Mothers are evolutionarily and biologically wired to respond to the hungry cry of their own infant and when they’re forced to ignore that due to some philosophical campaign, it can be heartbreaking and dangerous. Pressure to breastfeed exclusively can lead mothers with breastfeeding difficulties to suffer not only psychological distress, but even worse, put the health and lives of their babies at risk to achieve the ideal of exclusive breastfeeding. Insufficient breastfeeding early in life without supplementation can lead to hypoglycemic brain injury which can have devastating consequences. Unhealthy mothers and babies sacrificed on the altar of breastmilk-alone ideology is neither paleo- nor family-friendly.

Prior to becoming a mother myself, I spent my professional career as an advanced practice nurse caring for critically-ill neonates, infants, and children. Additionally, I volunteered my time at a charity pregnancy center working with at-risk mothers, providing material, mental, and educational support during and after their pregnancies. I considered myself up to date on the latest recommendations for infant feeding. When I became pregnant with my first baby, I was thrilled and without a doubt knew that breastfeeding was THE BEST thing I could EVER do for my baby. Breastfeeding was, after all, the epitome of the mother par-excellence. So, I took the classes. I read the books. I visited the websites. I ate the healthy, superfoods. I lived the all-natural lifestyle. I was Paleo-Mama! I had the nursing pillow. I had the socioeconomic privilege of staying at home with my baby. I did everything “right”, but exclusive breastfeeding went horribly wrong.

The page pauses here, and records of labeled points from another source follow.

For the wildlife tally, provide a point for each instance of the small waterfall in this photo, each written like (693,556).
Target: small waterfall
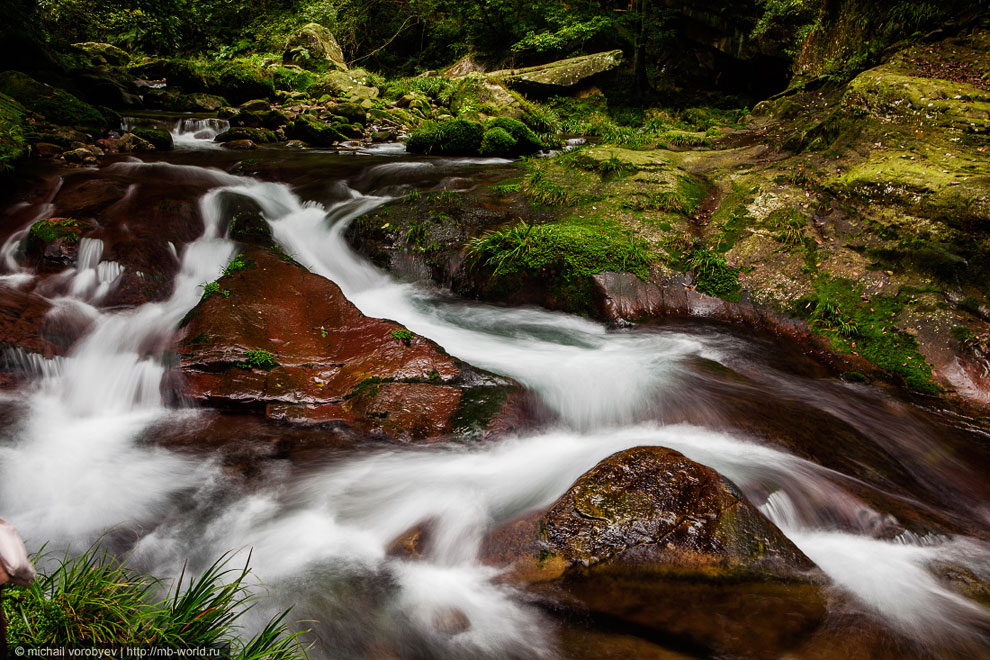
(32,364)
(76,471)
(198,133)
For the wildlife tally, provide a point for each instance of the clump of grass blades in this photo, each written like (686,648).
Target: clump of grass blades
(93,598)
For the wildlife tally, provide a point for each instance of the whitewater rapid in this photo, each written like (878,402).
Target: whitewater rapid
(76,467)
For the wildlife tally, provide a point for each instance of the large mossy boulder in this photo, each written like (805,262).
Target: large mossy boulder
(659,543)
(558,76)
(56,105)
(314,46)
(454,137)
(13,145)
(103,54)
(235,80)
(311,130)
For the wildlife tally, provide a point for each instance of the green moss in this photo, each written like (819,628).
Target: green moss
(497,142)
(237,264)
(256,135)
(48,231)
(212,288)
(713,276)
(257,359)
(838,311)
(160,138)
(564,252)
(313,131)
(527,142)
(454,137)
(56,105)
(13,145)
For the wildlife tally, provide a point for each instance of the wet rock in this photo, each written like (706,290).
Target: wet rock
(240,145)
(654,540)
(559,75)
(312,43)
(22,317)
(130,142)
(160,138)
(52,244)
(324,362)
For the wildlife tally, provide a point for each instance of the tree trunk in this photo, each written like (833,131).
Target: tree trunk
(639,50)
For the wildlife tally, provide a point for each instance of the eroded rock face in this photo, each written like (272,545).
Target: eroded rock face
(327,362)
(655,540)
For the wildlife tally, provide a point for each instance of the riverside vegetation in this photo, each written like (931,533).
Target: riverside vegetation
(812,169)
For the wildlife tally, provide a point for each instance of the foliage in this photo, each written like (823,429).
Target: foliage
(94,598)
(48,231)
(55,104)
(454,137)
(838,310)
(558,250)
(258,359)
(497,142)
(237,264)
(12,140)
(714,276)
(214,288)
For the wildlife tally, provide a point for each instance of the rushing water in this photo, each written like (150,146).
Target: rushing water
(74,463)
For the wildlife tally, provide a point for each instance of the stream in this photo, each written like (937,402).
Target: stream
(93,446)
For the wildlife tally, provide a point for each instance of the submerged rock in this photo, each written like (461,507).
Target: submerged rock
(271,337)
(661,543)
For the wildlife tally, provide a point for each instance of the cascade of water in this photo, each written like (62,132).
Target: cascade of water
(198,133)
(313,537)
(77,444)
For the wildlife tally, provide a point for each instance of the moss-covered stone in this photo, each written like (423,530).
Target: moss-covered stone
(256,135)
(103,54)
(311,130)
(314,46)
(54,104)
(497,142)
(13,144)
(454,137)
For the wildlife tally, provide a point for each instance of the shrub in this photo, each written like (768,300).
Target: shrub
(497,142)
(526,140)
(454,137)
(258,359)
(58,106)
(94,599)
(48,231)
(714,276)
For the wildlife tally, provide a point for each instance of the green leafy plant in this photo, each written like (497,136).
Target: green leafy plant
(258,359)
(94,598)
(214,288)
(714,276)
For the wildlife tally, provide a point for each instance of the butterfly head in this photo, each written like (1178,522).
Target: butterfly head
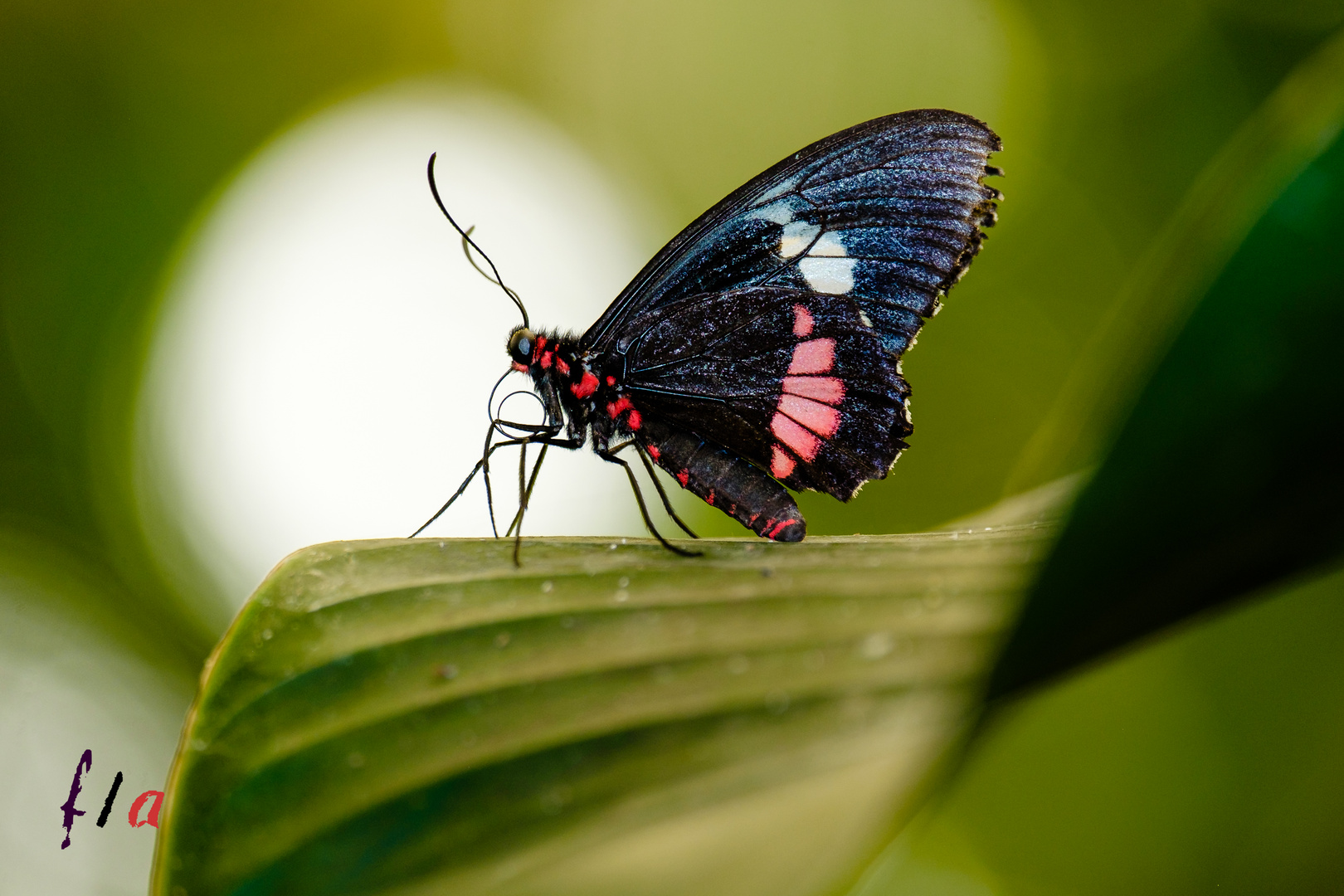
(522,343)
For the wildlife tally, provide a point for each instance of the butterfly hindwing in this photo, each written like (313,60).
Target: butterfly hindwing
(791,381)
(888,212)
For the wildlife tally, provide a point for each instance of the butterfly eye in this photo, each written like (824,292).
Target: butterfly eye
(520,345)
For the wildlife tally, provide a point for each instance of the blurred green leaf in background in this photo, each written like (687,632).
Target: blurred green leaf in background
(1161,304)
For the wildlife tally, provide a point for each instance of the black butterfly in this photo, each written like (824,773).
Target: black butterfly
(761,348)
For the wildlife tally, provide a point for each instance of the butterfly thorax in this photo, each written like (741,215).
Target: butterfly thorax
(574,386)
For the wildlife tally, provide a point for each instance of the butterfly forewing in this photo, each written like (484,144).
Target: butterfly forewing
(888,212)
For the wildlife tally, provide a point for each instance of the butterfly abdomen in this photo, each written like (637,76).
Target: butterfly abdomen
(724,481)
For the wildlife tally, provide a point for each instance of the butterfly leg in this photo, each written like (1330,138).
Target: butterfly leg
(524,496)
(663,494)
(724,481)
(544,438)
(609,455)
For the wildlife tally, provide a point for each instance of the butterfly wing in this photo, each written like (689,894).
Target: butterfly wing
(791,381)
(888,212)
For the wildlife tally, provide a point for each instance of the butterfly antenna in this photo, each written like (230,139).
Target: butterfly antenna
(468,241)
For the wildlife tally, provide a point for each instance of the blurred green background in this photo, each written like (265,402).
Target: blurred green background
(1213,762)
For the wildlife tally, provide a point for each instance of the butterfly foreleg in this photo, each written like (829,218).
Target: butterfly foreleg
(667,504)
(609,455)
(485,465)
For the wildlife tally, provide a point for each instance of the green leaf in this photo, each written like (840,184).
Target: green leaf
(608,718)
(1234,190)
(1227,475)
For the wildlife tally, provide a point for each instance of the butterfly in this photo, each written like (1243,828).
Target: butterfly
(760,351)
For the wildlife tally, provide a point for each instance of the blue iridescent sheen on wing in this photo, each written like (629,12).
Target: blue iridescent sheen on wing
(889,212)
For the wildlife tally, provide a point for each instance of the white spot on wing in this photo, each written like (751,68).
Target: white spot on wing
(797,236)
(830,275)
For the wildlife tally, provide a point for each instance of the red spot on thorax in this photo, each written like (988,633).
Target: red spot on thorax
(583,387)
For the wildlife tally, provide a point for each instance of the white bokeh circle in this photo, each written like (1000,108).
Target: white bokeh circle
(321,364)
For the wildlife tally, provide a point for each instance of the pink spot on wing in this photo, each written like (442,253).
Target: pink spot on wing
(813,356)
(583,387)
(802,442)
(821,418)
(801,321)
(821,388)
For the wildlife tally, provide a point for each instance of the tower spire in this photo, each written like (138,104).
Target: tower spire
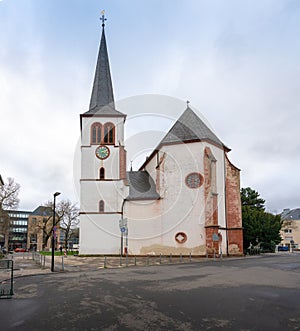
(102,92)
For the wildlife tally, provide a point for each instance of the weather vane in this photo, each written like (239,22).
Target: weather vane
(102,18)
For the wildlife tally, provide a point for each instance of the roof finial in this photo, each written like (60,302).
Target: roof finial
(102,18)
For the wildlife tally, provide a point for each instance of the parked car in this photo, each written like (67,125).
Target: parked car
(283,248)
(19,249)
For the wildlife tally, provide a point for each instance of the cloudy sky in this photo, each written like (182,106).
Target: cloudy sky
(237,62)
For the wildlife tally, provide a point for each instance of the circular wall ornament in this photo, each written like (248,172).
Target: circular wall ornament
(181,237)
(194,180)
(102,152)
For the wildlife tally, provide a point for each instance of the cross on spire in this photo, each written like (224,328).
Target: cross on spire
(102,18)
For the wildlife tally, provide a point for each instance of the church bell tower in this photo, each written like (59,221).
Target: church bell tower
(103,163)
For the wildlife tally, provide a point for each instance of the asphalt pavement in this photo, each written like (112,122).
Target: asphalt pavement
(251,293)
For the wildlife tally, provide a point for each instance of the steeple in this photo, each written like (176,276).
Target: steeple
(102,92)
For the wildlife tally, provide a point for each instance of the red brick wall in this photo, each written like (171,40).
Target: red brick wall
(233,209)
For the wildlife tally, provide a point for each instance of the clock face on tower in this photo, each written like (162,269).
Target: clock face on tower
(102,152)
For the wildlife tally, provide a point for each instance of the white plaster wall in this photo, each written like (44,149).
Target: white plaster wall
(181,209)
(90,165)
(88,121)
(99,234)
(112,192)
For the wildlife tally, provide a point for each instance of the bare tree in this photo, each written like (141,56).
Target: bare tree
(69,217)
(66,218)
(8,200)
(45,223)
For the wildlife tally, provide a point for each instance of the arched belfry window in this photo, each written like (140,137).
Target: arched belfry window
(102,173)
(96,133)
(101,206)
(109,133)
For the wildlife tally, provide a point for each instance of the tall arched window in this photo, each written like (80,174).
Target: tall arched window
(102,173)
(101,206)
(109,133)
(96,133)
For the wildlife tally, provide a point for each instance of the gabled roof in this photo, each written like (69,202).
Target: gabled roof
(189,127)
(141,186)
(291,214)
(102,98)
(42,211)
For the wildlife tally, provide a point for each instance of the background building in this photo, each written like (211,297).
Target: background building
(18,229)
(290,231)
(39,233)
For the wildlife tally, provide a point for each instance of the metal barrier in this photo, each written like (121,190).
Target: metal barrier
(6,285)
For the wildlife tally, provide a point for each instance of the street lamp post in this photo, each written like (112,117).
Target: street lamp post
(53,230)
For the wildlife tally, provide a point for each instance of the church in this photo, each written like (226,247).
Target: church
(184,199)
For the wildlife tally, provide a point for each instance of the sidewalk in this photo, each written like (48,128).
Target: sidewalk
(25,265)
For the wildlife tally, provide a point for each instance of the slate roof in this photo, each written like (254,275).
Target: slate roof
(102,98)
(141,186)
(291,214)
(189,127)
(42,211)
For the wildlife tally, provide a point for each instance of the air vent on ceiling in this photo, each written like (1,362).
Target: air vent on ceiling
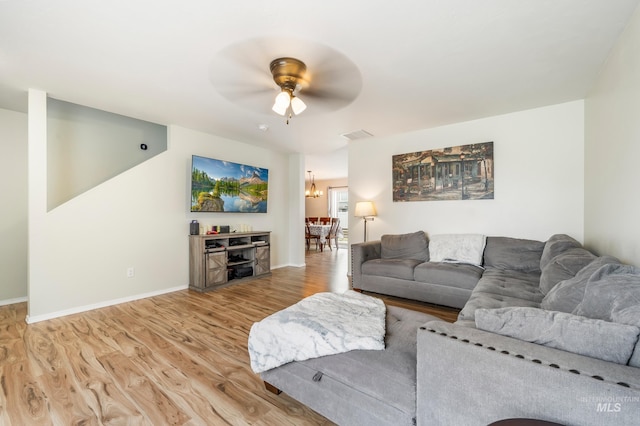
(356,134)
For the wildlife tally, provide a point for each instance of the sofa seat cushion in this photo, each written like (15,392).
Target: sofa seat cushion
(392,268)
(515,284)
(567,294)
(361,387)
(503,289)
(458,275)
(513,254)
(405,246)
(594,338)
(482,300)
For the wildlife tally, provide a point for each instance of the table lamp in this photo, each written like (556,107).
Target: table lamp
(366,210)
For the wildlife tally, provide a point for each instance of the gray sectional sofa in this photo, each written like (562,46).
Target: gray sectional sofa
(547,331)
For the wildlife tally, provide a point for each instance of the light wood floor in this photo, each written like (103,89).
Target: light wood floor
(179,358)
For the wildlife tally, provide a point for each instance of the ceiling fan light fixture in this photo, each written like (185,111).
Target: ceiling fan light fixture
(297,105)
(289,74)
(283,99)
(282,102)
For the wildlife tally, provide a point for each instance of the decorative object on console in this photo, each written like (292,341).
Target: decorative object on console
(222,186)
(462,172)
(366,210)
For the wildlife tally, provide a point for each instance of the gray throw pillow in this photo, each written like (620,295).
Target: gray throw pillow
(555,245)
(567,294)
(564,266)
(594,338)
(405,246)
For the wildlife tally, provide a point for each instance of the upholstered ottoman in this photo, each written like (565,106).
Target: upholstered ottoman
(360,387)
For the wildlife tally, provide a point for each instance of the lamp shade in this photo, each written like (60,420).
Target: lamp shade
(365,208)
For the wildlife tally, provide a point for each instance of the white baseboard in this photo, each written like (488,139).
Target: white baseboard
(52,315)
(13,301)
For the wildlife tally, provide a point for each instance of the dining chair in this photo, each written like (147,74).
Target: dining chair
(333,232)
(308,237)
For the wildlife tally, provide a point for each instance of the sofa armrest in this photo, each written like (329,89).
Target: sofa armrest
(469,376)
(360,253)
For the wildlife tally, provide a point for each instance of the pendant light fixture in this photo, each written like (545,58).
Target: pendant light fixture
(312,192)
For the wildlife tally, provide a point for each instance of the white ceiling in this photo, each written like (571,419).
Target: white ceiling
(413,64)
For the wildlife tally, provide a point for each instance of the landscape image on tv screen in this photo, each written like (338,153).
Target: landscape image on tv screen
(224,187)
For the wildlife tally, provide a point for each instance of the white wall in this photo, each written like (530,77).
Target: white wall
(538,178)
(13,193)
(612,141)
(80,251)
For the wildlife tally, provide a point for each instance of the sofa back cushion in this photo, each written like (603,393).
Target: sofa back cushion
(513,253)
(557,244)
(405,246)
(564,266)
(613,294)
(591,337)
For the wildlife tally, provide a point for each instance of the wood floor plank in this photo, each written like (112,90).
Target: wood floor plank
(178,358)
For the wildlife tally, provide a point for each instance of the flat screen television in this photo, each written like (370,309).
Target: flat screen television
(219,186)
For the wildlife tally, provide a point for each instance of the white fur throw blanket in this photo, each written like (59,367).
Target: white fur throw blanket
(457,248)
(321,324)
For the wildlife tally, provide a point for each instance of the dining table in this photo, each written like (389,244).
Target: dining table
(322,231)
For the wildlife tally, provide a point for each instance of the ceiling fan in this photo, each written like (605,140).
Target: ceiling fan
(245,72)
(289,74)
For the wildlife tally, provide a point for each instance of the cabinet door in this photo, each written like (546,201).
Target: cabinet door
(216,268)
(263,262)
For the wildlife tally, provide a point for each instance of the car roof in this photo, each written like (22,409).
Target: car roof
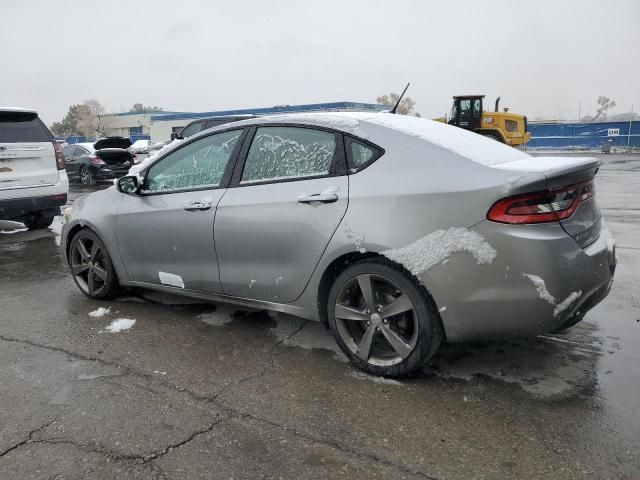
(17,110)
(375,127)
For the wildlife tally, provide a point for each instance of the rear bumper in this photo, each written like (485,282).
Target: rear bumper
(506,298)
(17,208)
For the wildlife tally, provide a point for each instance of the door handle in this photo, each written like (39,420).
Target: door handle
(318,197)
(196,205)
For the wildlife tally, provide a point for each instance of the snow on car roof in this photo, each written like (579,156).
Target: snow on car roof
(470,145)
(17,109)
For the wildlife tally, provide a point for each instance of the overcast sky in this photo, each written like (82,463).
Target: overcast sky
(542,57)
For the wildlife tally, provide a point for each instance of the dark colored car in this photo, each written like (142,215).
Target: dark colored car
(106,159)
(204,123)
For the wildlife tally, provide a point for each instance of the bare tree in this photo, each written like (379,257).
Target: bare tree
(406,107)
(92,119)
(604,104)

I did not fail (I still have to tell myself this years later), but my body did. Following the advice from lactation consultants and physicians I nursed for 20 hours a day, pumped to the point of tears, drank four liters of fluids a day, ate the right amount of calories, and took pro-lactation supplements, but I still wasn’t able produce enough milk to sustain the needs of my baby. He was skinny, jaundiced, and cried all the time. At the end of his second week in the world, the pediatrician threatened that my son would be hospitalized again (this coming after a three day hospitalization for light therapy for hyperbilirubinemia—a known complication of exclusive breastfeeding) if he did not gain an ounce per day. So I tearfully fed him a bottle of the “health-hazardous”, “artificial milk” all the pro-breastfeeding books and websites consider infant formula. His tense, anxious face calmed; his rigid limbs relaxed; he finally slept. For the next three days, I took him to be weighed and he finally started gaining weight. Although my sweet boy obviously benefitted from the nutrition, I felt inadequate, guilty, and depressed at a time when I should have been relishing the beauty and wonder of my newborn son and my body’s amazing ability to grow and give birth to him naturally. While the days and nights at that time seemed long and sad, my departure from breast milk magical thinking became an enlightening quest for truth and personal growth and I am grateful for the journey. I hope my story will help others in theirs.